The Community Oncology Alliance (COA) has raised concerns that the high volume of contract pharmacies participating in the 340B drug pricing program allows pharmacy benefit managers (PBMs) to profit from the savings instead of directing savings toward underserved patients.

In an amicus brief filed with the US Court of Appeals for the Seventh Circuit, COA sided with the drug company Eli Lilly in its case against HHS. The organization asserted that the 340B program and its original intentions have been warped due to pharmacies contracting with PBMs.

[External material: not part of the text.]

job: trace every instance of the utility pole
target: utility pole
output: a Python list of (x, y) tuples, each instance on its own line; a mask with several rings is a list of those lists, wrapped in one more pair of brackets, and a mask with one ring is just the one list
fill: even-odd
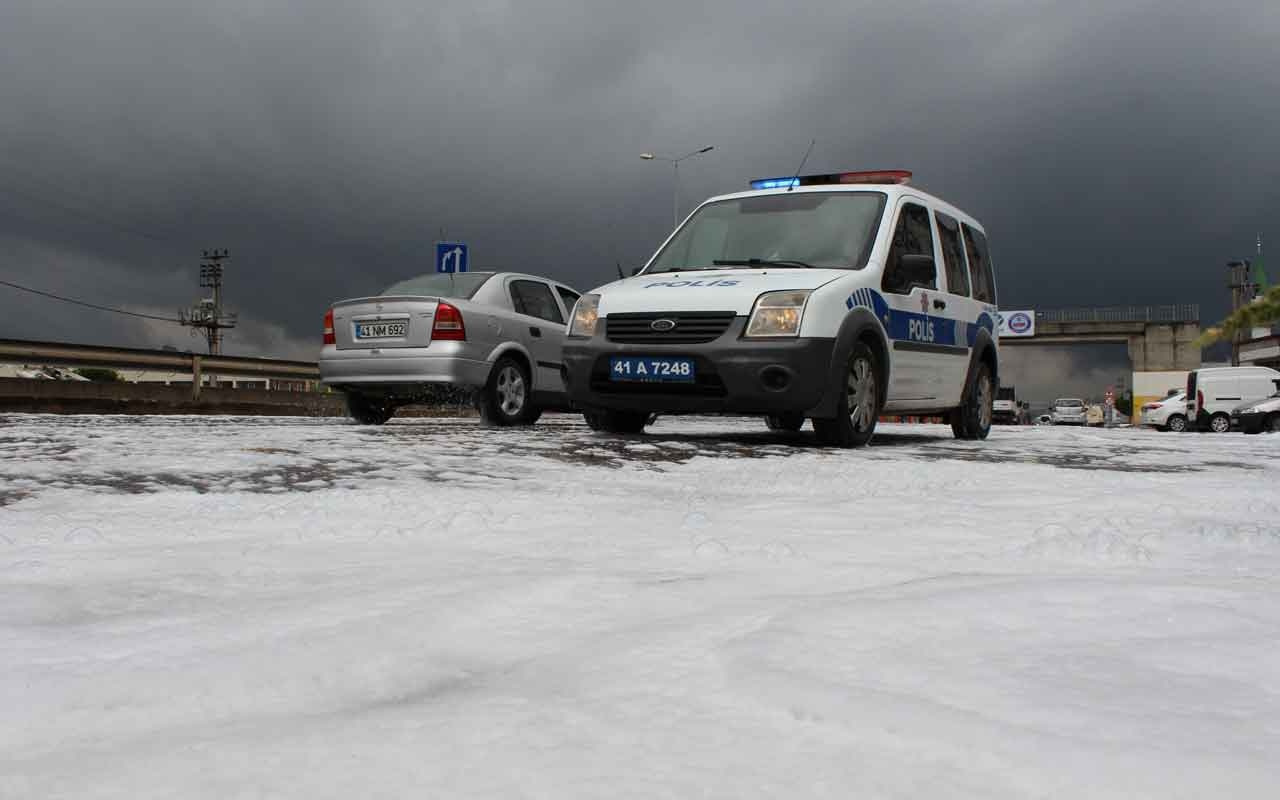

Under the 340B program, eligible hospitals can purchase discounted drugs from participating pharmaceutical companies. The hospitals are expected to use the savings they gain through the program to improve patient care and lower healthcare costs for underserved populations.

Contract pharmacies play a crucial role in offering access to discounted drugs, as not all safety-net hospitals operate in-house pharmacies.

However, COA’s amicus brief noted that the exponential growth in contract pharmacies is problematic.

Many contract pharmacies are affiliated with or owned by PBMs—fiscal intermediaries that administer and manage drug benefits on behalf of health insurance plans. These for-profit entities are retaining the 340B discounts as profits instead of directing them to patients, COA alleged.

“Parasitic, money-hungry PBMs have taken over and completely mutated the 340B program through contract pharmacy arrangements,” Ted Okon, executive director of COA, said in the press release. “For-profit PBM contract pharmacies siphon 340B discounts away from patients in need and the grantees that serve them, and instead line the balance sheets of some of the largest, most profitable corporations in our country.”

According to the amicus brief, the leading PBM-owned or affiliated contract pharmacies are estimated to retain $2.58 billion in 340B discounts in 2022.

The COA brief cited reports from CVS Health and Walgreens Boots Alliance in which the PBMs stated that 340B profits are critical to their business operations and that restrictive contract pharmacy policies would negatively impact their bottom lines.

COA argued that a lack of oversight from the Health Resources and Services Administration (HRSA) on the use of contract pharmacies has allowed PBMs to exploit 340B savings.

In addition, the brief alleged that the profit opportunities presented by the 340B program have incentivized PBMs to drive out non-affiliated pharmacies, impacting patient and provider access to discounted drugs.

PBMs have engaged in exclusionary tactics to direct patients toward the pharmacies that they own, COA said.

“The 340B program exemplifies how good ideas, no matter how well-intended, can easily go bad if they fall into the wrong hands and are abused,” Okon stated. “PBMs have found their newest victims in the 340B program, and patients with cancer and other serious diseases are left suffering because of it.”

COA’s amicus brief offers a new perspective on the ongoing debate about drug companies limiting drug discounts through the 340B program.

As of May 2022, 16 drug companies have imposed drug discount restrictions, such as only providing discounts at a single contract pharmacy for hospitals that do not have an in-house pharmacy.

Data from 340B Health has shown that these limits impact patient access to low-cost drugs and have led to over $2 million in losses for safety-net hospitals.

Safety-net hospitals and rural critical access hospitals largely rely on their contracts with community pharmacies, as many do not have in-house pharmacies.

HRSA has notified drug companies to restore 340B pricing, but the manufacturers—including Eli Lilly—are fighting back in court. COA has sided with Eli Lilly, claiming that the drug companies are in the right to restrict discounts from contract pharmacies due to their involvement with PBMs.

Recently, the American Hospital Association (AHA) urged the Federal Trade Commission (FTC) to increase surveillance of PBM practices. The trade organization stated that PBMs have created policies that discriminate against 340B hospitals by paying them less than non-340B hospitals for certain outpatient drugs.